The countries “(reaffirmed) that a decision as to when a cyber attack would lead to the invocation of Article 5 would be taken by the North Atlantic Council on a case-by-case basis,” according to a joint statement released during the NATO leaders’ summit on Monday.
“We will make greater use of NATO as a platform for political consultation among Allies, sharing concerns about malicious cyber activities, and exchanging national approaches and responses, as well as considering possible collective responses. If necessary, we will impose costs on those who harm us,” the joint communique said.
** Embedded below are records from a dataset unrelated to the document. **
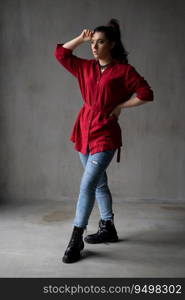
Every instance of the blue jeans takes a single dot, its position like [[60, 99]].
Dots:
[[94, 184]]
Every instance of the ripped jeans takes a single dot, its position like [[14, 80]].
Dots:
[[94, 184]]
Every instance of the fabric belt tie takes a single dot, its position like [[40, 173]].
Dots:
[[94, 108]]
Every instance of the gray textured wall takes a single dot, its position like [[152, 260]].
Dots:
[[40, 100]]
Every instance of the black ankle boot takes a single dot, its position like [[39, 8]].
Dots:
[[106, 233], [76, 244]]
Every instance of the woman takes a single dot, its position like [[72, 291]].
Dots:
[[107, 83]]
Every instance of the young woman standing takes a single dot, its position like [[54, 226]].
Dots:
[[107, 83]]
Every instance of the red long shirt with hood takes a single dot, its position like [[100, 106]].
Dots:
[[101, 93]]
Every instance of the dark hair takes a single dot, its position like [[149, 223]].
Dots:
[[112, 33]]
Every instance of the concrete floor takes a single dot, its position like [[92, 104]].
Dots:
[[34, 237]]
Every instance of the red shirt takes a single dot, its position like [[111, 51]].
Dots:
[[101, 93]]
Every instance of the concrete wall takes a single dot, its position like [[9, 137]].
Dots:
[[40, 100]]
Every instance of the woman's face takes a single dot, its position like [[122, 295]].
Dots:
[[100, 45]]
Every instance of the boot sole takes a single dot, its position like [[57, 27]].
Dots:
[[68, 260], [101, 242]]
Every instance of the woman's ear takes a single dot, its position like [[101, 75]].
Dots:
[[112, 44]]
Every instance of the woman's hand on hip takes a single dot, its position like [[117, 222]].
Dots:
[[116, 111]]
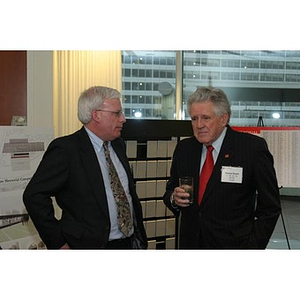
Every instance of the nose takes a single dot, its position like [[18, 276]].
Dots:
[[199, 123], [122, 118]]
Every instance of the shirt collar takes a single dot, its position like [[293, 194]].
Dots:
[[218, 143], [96, 141]]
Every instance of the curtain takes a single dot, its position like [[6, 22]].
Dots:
[[75, 71]]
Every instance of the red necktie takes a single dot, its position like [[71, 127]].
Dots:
[[206, 172]]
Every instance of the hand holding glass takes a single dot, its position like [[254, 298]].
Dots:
[[187, 184]]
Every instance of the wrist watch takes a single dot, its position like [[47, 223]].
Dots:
[[173, 203]]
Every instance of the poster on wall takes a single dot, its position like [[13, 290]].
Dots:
[[21, 150], [284, 144]]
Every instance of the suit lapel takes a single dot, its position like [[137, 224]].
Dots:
[[226, 152], [92, 170]]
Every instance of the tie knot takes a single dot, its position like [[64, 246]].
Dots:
[[210, 148], [105, 145]]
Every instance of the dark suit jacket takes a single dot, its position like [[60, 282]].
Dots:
[[70, 172], [231, 215]]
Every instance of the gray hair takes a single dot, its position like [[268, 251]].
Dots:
[[216, 96], [92, 99]]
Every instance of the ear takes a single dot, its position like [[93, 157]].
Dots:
[[225, 118], [95, 116]]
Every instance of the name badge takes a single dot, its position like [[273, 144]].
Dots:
[[232, 174]]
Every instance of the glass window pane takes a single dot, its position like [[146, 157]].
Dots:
[[148, 80], [257, 83]]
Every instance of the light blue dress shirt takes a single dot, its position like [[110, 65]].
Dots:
[[115, 233]]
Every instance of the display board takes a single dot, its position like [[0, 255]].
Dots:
[[22, 149], [284, 144]]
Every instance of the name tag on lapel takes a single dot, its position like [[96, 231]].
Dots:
[[232, 174]]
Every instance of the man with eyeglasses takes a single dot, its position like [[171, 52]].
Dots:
[[76, 170]]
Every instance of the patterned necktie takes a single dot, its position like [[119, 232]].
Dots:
[[123, 209], [206, 172]]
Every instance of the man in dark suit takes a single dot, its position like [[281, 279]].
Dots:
[[74, 171], [241, 203]]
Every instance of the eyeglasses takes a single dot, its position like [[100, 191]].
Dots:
[[118, 113]]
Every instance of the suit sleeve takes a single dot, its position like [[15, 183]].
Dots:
[[268, 206], [45, 183]]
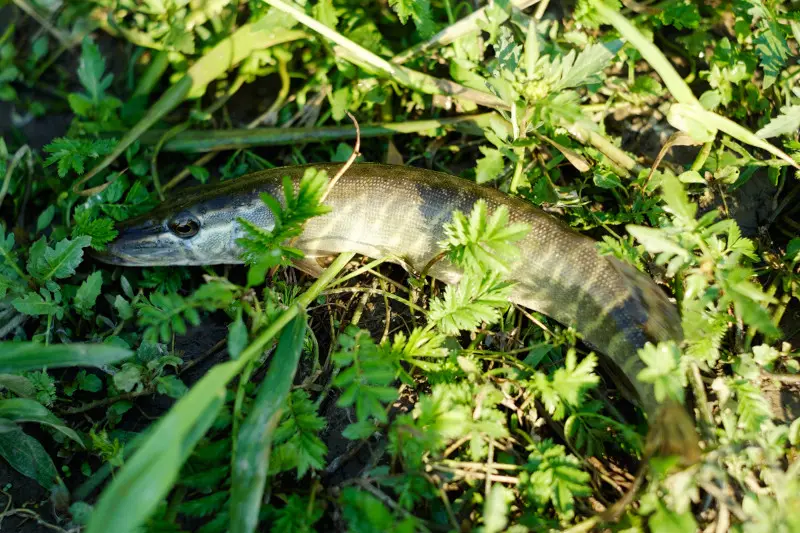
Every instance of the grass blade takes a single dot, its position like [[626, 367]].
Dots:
[[18, 357], [237, 138], [151, 472], [24, 410], [688, 106], [251, 463], [225, 55]]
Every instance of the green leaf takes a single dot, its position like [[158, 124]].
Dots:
[[606, 178], [19, 385], [101, 230], [490, 166], [772, 49], [419, 11], [28, 457], [297, 444], [88, 292], [787, 123], [123, 307], [34, 304], [470, 302], [483, 243], [663, 370], [656, 241], [172, 386], [680, 15], [18, 357], [129, 378], [584, 68], [364, 375], [24, 410], [45, 218], [553, 476], [59, 262], [91, 68], [264, 247], [665, 520], [89, 382], [251, 463], [71, 154]]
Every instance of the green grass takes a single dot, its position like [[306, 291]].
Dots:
[[369, 400]]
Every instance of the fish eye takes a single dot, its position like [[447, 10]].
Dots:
[[184, 226]]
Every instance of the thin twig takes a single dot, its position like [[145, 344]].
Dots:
[[348, 163], [14, 162], [453, 32]]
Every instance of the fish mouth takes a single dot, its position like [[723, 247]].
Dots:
[[144, 256]]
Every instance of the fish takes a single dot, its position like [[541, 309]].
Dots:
[[399, 212]]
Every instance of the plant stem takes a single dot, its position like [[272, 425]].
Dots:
[[210, 141], [362, 57], [212, 65], [455, 31], [158, 65]]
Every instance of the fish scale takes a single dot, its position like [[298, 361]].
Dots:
[[396, 211]]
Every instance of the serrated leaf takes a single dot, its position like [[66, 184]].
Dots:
[[663, 370], [772, 49], [34, 304], [88, 292], [468, 303], [419, 11], [490, 166], [28, 457], [59, 262], [483, 243], [584, 68], [786, 123]]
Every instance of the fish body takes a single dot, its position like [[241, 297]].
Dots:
[[397, 211]]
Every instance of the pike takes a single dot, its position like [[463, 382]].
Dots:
[[391, 211]]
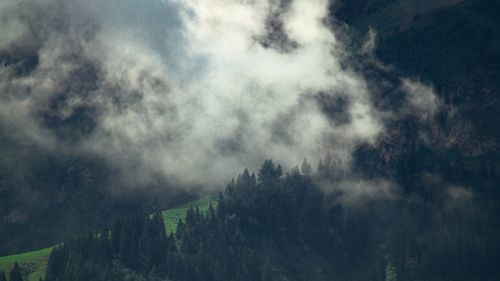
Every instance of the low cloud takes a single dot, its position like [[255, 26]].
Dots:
[[190, 90]]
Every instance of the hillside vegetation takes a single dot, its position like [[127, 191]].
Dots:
[[34, 263]]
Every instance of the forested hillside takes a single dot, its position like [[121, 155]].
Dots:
[[284, 227]]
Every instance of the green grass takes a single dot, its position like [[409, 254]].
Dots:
[[171, 216], [34, 263]]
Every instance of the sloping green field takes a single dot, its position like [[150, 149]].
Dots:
[[171, 216], [34, 263]]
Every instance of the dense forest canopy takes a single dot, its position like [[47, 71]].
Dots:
[[112, 112]]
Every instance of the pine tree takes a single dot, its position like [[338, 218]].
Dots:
[[15, 273], [2, 276], [306, 168]]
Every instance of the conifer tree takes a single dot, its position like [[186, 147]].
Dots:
[[15, 273]]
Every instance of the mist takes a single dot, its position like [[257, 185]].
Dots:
[[193, 91]]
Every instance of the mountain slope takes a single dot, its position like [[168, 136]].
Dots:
[[34, 263]]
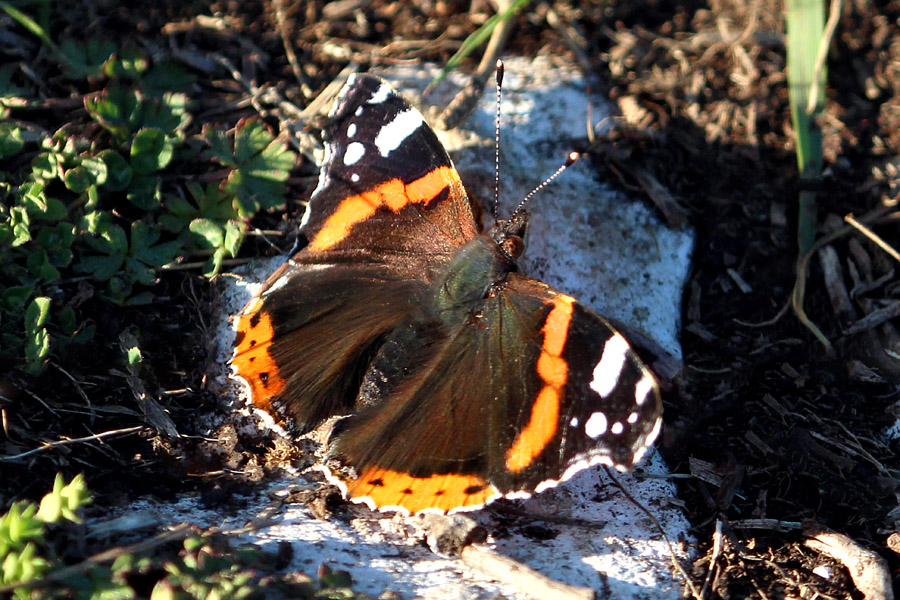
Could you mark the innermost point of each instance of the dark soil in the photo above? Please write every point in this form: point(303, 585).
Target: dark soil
point(772, 426)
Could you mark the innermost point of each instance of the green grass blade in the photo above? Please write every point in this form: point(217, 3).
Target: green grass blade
point(28, 23)
point(478, 38)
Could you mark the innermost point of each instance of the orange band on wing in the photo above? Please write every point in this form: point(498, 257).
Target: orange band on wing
point(442, 492)
point(392, 194)
point(554, 372)
point(251, 355)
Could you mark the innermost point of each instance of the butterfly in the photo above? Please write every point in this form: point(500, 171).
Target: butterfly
point(458, 379)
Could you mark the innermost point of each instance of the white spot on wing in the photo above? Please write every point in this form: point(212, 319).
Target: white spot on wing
point(355, 151)
point(381, 94)
point(595, 425)
point(608, 370)
point(642, 390)
point(401, 127)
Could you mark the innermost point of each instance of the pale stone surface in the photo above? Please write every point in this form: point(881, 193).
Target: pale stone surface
point(590, 242)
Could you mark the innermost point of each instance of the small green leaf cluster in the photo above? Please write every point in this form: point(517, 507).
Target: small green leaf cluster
point(101, 205)
point(205, 565)
point(23, 527)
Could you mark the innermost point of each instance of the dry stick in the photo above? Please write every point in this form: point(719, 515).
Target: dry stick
point(873, 236)
point(804, 260)
point(867, 568)
point(690, 584)
point(834, 15)
point(466, 100)
point(524, 579)
point(289, 48)
point(717, 550)
point(89, 438)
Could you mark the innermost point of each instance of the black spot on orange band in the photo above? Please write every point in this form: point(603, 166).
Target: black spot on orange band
point(393, 194)
point(252, 359)
point(443, 492)
point(554, 372)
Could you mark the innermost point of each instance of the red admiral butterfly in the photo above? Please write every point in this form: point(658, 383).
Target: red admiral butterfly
point(463, 379)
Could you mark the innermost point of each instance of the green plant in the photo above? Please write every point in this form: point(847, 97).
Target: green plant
point(24, 525)
point(808, 41)
point(113, 198)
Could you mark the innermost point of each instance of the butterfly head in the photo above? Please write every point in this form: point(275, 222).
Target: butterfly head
point(510, 233)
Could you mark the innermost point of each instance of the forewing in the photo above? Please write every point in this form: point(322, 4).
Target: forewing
point(387, 187)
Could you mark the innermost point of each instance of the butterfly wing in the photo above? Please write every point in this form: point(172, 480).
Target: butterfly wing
point(387, 190)
point(389, 212)
point(550, 388)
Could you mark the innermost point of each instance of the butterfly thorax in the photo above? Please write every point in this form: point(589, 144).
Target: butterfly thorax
point(469, 277)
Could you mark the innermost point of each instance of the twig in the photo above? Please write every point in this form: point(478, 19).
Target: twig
point(675, 562)
point(834, 16)
point(289, 48)
point(89, 438)
point(524, 579)
point(717, 550)
point(873, 236)
point(867, 569)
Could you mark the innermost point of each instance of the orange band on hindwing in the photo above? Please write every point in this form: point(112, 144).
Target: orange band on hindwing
point(554, 372)
point(252, 358)
point(444, 492)
point(392, 194)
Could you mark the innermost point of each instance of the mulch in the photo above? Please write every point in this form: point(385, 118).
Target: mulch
point(781, 436)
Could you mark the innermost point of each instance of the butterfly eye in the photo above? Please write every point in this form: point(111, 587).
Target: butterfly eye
point(513, 246)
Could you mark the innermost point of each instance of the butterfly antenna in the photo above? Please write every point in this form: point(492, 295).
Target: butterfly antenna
point(497, 140)
point(570, 160)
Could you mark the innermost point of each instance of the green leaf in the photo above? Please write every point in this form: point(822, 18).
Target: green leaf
point(38, 264)
point(234, 236)
point(168, 76)
point(180, 213)
point(108, 239)
point(133, 356)
point(118, 171)
point(36, 314)
point(84, 59)
point(37, 340)
point(207, 233)
point(260, 165)
point(127, 63)
point(101, 268)
point(214, 264)
point(45, 166)
point(20, 224)
point(28, 23)
point(10, 93)
point(145, 249)
point(95, 222)
point(116, 108)
point(77, 179)
point(15, 297)
point(96, 168)
point(151, 151)
point(11, 142)
point(57, 241)
point(144, 192)
point(39, 207)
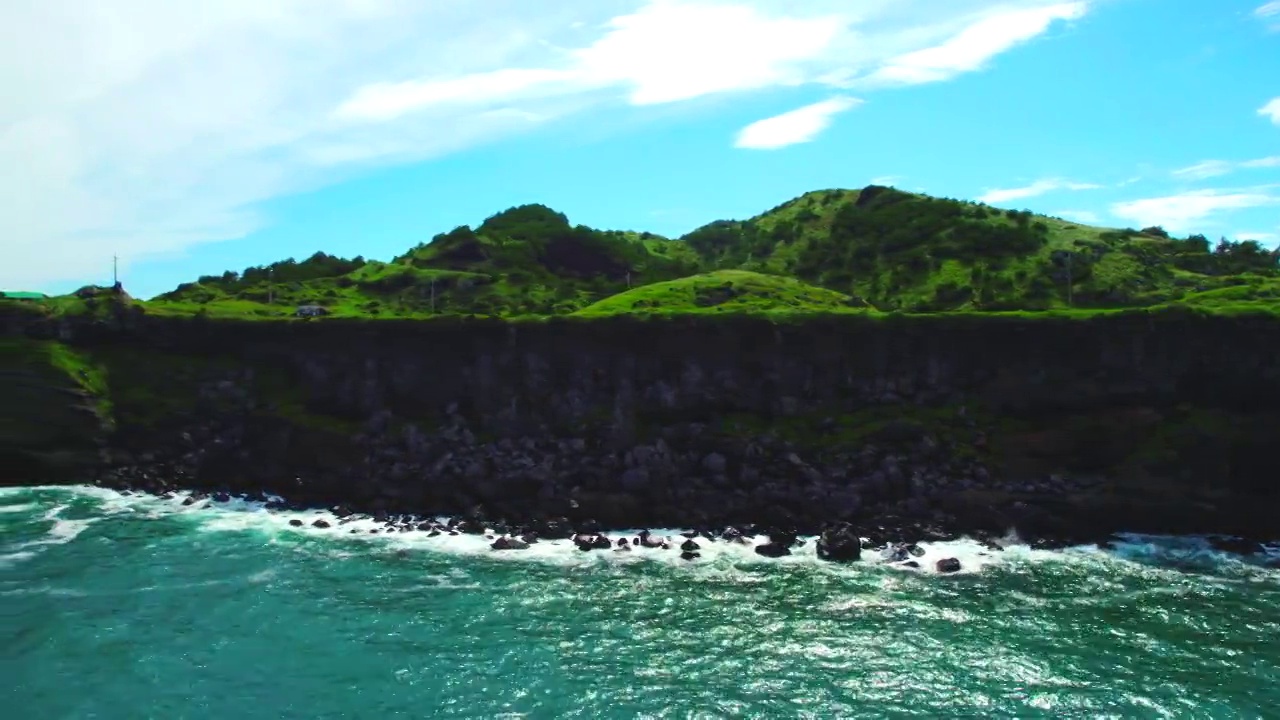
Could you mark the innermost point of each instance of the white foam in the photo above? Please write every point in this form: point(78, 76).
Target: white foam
point(720, 560)
point(12, 559)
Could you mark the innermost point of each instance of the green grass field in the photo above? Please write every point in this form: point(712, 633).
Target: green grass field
point(871, 250)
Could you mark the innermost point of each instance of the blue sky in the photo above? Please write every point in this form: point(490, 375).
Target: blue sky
point(259, 130)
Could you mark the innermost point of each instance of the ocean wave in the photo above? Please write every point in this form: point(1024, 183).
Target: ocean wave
point(722, 559)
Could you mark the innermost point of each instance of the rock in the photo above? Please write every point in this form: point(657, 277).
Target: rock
point(508, 543)
point(840, 543)
point(635, 479)
point(772, 550)
point(895, 554)
point(714, 464)
point(947, 565)
point(1237, 546)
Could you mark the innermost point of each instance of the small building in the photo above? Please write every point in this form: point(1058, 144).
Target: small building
point(311, 311)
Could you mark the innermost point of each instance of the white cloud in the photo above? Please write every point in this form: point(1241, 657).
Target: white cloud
point(1215, 168)
point(1271, 110)
point(1256, 236)
point(142, 128)
point(792, 127)
point(1033, 190)
point(1086, 217)
point(973, 46)
point(1180, 213)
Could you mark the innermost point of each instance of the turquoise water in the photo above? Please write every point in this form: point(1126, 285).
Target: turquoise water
point(127, 607)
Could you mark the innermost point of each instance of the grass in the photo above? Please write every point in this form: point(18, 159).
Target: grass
point(723, 291)
point(896, 251)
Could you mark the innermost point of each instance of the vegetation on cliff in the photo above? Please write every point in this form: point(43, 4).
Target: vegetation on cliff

Speaking to the press on Sunday, US National Security Adviser Jake Sullivan said that “the notion is that if someone gets hit by a massive cyberattack, and they need technical or intelligence support from another Ally to be able to deal with it, they could invoke Article 5 to be able to get that,” but underscored it would be “on a case-by-case basis.”
The NATO joint communique noted that “Cyber threats to the security of the Alliance are complex, destructive, coercive, and becoming ever more frequent.”
“This has been recently illustrated by ransomware incidents and other malicious cyber activity targeting our critical infrastructure and democratic institutions, which might have systemic effects and cause significant harm,” it said.
Some more background: The United States has been hit with a spate of cyberattacks in recent weeks, some of which are believed to have been caused by malign actors in Russia. The joint communique denounced Moscow’s “malicious cyber activities; and turning a blind eye to cyber criminals operating from its territory, including those who target and disrupt critical infrastructure in NATO countries.”
The allies said that in order to face the “evolving” challenge of cyber attacks, they on Monday “endorsed NATO’s Comprehensive Cyber Defence Policy, which will support NATO’s three core tasks and overall deterrence and defence posture, and further enhance our resilience.”
“Reaffirming NATO’s defensive mandate, the Alliance is determined to employ the full range of capabilities at all times to actively deter, defend against, and counter the full spectrum of cyber threats, including those conducted as part of hybrid campaigns, in accordance with international law,” the joint communique said.
It also noted that NATO as an organization will “continue to adapt and improve its cyber defences” and that they will “further develop NATO’s capacity to support national authorities in protecting critical infrastructure, including against malicious hybrid and cyber activity. We will ensure reliable energy supplies to our military forces.”